Strovi laughed. “What magic! I’ve half a mind to ask what else you hide in there.” He waved to one of the boys, and they brought over a hot iron from the fire. Strovi held it to the tip of the pipe and sucked at it until its end flared hot. Then he drew deeply and savored the smoke, letting it leak out of his nostrils. “I haven’t tasted such a fine bit of weed in ages. Where did you get this?”

“From Miljin,” I said. Then: “Or, really, from a Signum Vartas, who happily volunteered his pipe after Miljin, ah, threatened castration and disembowelment.”

Strovi laughed dully. “The old man hasn’t changed, then. The iron fist in the iron glove, about as subtle as six blows from a hammer.”

“You might say that, sir.”

“Don’t have to be so formal, Kol. I mean—I’m following your lead here, a bit, aren’t I?”

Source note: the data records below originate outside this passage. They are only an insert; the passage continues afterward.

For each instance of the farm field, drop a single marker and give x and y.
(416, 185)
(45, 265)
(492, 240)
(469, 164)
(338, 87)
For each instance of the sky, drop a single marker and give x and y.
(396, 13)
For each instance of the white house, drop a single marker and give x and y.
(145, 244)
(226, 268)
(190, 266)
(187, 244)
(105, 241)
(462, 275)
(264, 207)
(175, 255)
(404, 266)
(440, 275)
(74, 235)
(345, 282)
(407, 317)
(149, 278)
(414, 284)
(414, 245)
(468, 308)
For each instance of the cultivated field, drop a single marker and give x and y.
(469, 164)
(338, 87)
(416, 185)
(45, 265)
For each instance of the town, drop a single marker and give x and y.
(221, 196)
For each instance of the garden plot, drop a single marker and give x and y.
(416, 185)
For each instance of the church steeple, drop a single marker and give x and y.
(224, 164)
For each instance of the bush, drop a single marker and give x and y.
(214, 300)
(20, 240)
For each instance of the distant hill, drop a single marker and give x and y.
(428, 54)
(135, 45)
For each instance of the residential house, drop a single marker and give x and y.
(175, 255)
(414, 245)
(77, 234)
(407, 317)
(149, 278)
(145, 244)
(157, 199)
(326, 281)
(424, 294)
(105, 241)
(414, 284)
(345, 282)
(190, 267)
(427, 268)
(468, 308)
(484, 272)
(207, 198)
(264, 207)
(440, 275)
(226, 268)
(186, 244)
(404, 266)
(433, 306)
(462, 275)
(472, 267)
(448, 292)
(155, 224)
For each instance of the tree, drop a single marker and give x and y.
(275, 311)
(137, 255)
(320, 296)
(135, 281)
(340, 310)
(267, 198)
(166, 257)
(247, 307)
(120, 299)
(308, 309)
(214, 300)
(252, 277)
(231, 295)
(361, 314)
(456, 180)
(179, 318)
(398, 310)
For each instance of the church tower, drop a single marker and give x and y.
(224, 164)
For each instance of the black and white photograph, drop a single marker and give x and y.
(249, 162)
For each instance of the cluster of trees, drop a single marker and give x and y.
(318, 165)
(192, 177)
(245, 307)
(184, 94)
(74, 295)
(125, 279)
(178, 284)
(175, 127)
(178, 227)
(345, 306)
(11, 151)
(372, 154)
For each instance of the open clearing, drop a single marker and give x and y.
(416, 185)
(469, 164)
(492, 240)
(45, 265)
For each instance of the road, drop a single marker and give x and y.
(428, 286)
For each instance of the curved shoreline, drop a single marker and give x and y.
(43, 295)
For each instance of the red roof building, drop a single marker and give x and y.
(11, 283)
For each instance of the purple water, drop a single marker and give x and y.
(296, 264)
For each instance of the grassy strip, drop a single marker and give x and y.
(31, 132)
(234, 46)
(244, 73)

I didn’t know how to answer that. The idea of such a veteran officer following me was baffling.

He held out the pipe to me. “Go on. It’s yours, I shouldn’t take it.”

I took the pipe from him and drew deeply, my lips touching where his had been. I had never smoked before—I couldn’t afford such a habit—but I found myself reveling in the taste of the smoke, the way it seemed to twirl in my belly like a dancer.

“This,” I said, “is something I could get used to.”

He laughed. “You look quite at home here, with your cone hat and your shootstraw pipe!”

“Then I only look it, sir. It’s not at all where I expected to be. Last month I was earning my dispensation by chasing down pay fraud.”

“It’s not so uncommon, though.” Strovi looked out at all the Legionnaires, all coming and going in the light of the flickering fire. “So many come here by so many roads, having made deals or signed contracts or bartered away some bit of their life for a bundle of talints. Yet when they’re here, standing among one another, and they realize what we hold back…That’s when they see.”

“See what, sir?”

“What the Empire really is.” He grinned at me. “Those walls out there—some stretches are four hundred years old. Made back when the Khanum still walked these lands in full force. Planned and wrought and manned by ancient peoples, some of them far stranger than anything the Apoths could brew up now. And since those first stones were laid, no leviathan has ever walked the Titan’s Path again, has never made it into the inner recesses of the land. And none has ever approached the Valley of Khanum. Because of how we suffer, and labor, and serve.” His grin grew rather dreamy. “The Empire is the people next to you, and before you. Bodies in boots on the wall, taking up posts served by the ancients. We are the fulcrum on which the rest of the Empire pivots. And we are all made equal and common in that service, and before its long history.” He paused. “Though perhaps I’m being sentimental.”